Murray raced to a 5-0 lead, barely dropping a point, and took the opening set, 6-1 in 21 minutes.
The second set last twice as long, as Matosevic fought back from a break and attacked the net with considerable success: 12 points from 13. But his error rate let him down, and Murray broke again to take the set, 6-3.
The third also saw Matosevic hit more winners than Murray, 11 of them, but he also made 17 errors to a very tidy six from the Briton. The match was done, 6-2, in little more than an hour and a half.
Murray was particularly pleased with how he started the match: “Definitely started quite quickly today. I was timing the ball well on the return and serving well from the beginning of the match, and it helped a lot because obviously the crowd were behind him. Managed to take the crowd out of it a little bit by starting that quickly.
“He did start off a bit slow, made a few errors at the beginning of the match. But when I noticed his timing was a bit off, I felt like I played quite smart and used a lot of variety; didn’t give him the same ball twice in a row.”
There was an opportunity, too, for Murray to talk about his coach Amelie Mauresmo. Matosevic made some well-publicised comments about Murray’s appointment last summer, but Murray was unfazed: “I get on well with Marinko. I spoke to him a little bit about what he said [about not having a woman coach]. He didn’t mean any harm. Everyone’s entitled to their opinion on anything.
“If he wants to get coached by a man, that’s absolutely fine. I have absolutely no issue with it at all. I still think he’s a good guy. I get on well with him. I wasn’t trying to prove a point at all when I was playing Marinko today. I was trying to win the match.”

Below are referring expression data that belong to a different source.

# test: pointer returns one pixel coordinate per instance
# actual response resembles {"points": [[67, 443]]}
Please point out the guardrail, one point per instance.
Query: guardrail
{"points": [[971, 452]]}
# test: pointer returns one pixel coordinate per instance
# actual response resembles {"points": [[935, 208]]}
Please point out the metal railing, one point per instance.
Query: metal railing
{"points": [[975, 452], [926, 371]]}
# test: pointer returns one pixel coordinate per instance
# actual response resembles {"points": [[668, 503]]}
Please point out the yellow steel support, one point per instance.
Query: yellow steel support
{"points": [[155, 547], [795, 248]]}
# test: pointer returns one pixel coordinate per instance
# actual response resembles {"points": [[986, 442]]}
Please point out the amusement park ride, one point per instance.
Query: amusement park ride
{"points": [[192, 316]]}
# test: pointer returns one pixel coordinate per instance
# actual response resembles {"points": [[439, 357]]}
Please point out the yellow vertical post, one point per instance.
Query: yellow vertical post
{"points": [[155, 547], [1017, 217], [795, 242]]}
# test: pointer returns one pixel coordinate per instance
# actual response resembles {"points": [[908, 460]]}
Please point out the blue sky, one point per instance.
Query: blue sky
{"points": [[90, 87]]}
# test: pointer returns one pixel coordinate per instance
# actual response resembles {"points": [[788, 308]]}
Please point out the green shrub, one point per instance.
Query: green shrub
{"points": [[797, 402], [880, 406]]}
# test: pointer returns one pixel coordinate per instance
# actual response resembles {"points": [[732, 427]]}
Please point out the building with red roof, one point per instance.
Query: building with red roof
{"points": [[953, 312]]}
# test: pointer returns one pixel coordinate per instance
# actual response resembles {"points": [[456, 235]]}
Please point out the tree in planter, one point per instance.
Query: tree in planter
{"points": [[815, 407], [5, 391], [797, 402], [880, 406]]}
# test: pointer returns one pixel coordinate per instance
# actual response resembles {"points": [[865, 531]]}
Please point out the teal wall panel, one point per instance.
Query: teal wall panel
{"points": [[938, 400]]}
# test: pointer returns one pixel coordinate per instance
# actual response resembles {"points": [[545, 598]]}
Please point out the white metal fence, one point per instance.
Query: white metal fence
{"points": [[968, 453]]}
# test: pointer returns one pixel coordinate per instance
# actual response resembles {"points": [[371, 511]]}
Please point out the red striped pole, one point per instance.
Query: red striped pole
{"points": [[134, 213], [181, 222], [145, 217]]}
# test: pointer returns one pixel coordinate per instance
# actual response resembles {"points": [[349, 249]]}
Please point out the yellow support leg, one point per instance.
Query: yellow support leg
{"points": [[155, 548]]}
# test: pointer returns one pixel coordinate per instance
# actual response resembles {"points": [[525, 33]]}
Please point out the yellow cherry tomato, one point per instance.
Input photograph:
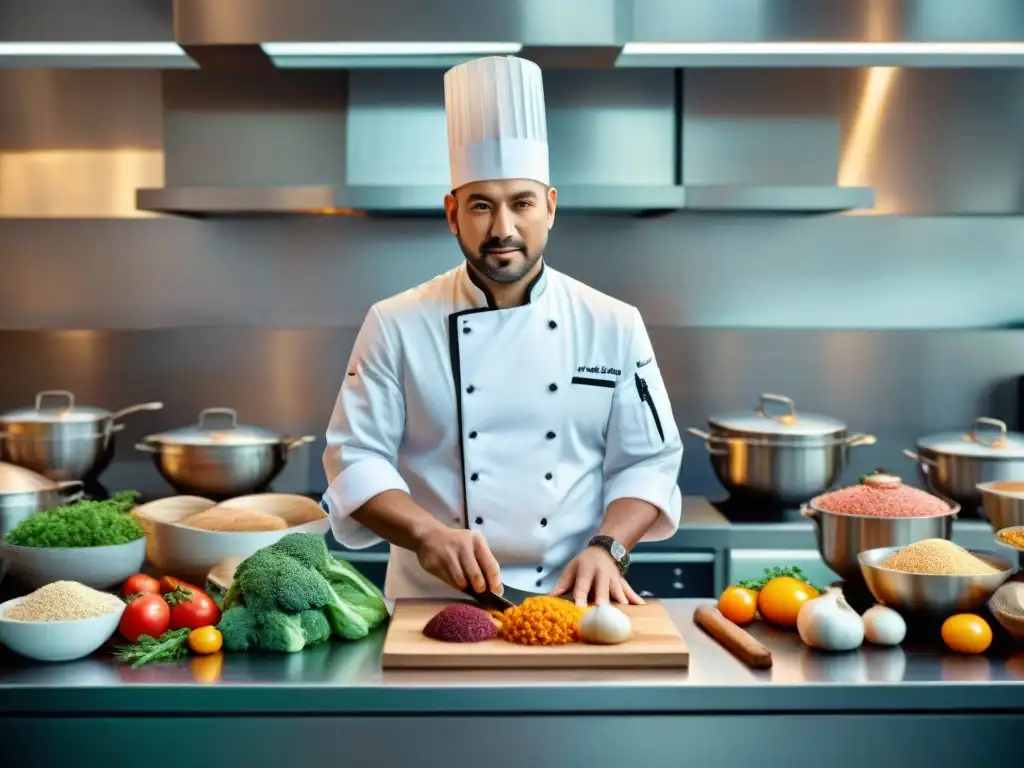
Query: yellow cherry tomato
{"points": [[967, 633], [779, 600], [738, 604], [205, 640]]}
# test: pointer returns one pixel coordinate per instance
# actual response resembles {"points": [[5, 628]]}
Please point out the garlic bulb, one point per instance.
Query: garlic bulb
{"points": [[605, 624], [884, 626], [828, 623]]}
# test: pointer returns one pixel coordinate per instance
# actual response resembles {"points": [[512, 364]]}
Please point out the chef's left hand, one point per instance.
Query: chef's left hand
{"points": [[594, 571]]}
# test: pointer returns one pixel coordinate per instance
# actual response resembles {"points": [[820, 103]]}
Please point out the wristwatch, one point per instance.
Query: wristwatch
{"points": [[613, 548]]}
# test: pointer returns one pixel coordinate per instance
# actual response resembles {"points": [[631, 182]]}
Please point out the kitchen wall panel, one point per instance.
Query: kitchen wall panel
{"points": [[686, 270], [896, 385]]}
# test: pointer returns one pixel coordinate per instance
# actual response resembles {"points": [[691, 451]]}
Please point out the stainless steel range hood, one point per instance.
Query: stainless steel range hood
{"points": [[311, 34], [627, 141]]}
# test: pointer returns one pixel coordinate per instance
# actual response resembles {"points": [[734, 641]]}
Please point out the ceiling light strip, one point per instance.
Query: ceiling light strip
{"points": [[91, 49], [389, 49]]}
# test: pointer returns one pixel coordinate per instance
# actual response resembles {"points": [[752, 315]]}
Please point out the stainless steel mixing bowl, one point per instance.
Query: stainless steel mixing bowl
{"points": [[930, 595], [1003, 509], [842, 538]]}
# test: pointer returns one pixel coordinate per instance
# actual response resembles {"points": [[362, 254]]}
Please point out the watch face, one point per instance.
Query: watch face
{"points": [[617, 551]]}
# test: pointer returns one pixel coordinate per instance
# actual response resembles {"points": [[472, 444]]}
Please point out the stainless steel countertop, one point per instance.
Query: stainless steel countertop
{"points": [[347, 678]]}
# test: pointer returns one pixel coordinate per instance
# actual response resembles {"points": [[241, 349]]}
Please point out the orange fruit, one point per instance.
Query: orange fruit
{"points": [[967, 633], [779, 600], [738, 604]]}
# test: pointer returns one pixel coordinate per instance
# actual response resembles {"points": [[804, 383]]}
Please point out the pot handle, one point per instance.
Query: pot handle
{"points": [[709, 439], [68, 396], [926, 464], [134, 409], [74, 496], [218, 412], [294, 442], [858, 438], [781, 399], [999, 425]]}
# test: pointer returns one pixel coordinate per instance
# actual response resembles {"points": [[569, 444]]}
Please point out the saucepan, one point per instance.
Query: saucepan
{"points": [[60, 439], [955, 463], [779, 457], [220, 461]]}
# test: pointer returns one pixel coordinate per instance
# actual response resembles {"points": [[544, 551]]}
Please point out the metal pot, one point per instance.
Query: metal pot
{"points": [[220, 461], [954, 463], [778, 458], [842, 538], [62, 441]]}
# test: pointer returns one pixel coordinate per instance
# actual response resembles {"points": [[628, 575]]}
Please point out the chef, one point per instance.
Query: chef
{"points": [[503, 423]]}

Murray next meets Portugal’s Joao Sousa, who led 4-6, 7-6(4), 6-4, 1-0 when No32 seed Martin Klizan retired from the match.
Murray defeated the 55th-ranked Sousa in their three previous encounters, including two years ago in the Australian Open second round.
“He fights hard. He has a great attitude. He doesn’t have one massive weapon, but he definitely gets the most out of his game. He’s physically in very good shape. He lasts the long matches well. He’ll make it tough for me.”
Also out of Murray’s quarter are No20 seed David Goffin, losing in four sets to former Australian Open finalist Marcos Baghdatis, and No23 seed Ivo Karlovic, who lost in four sets to the young Aussie star, Nick Kyrgios.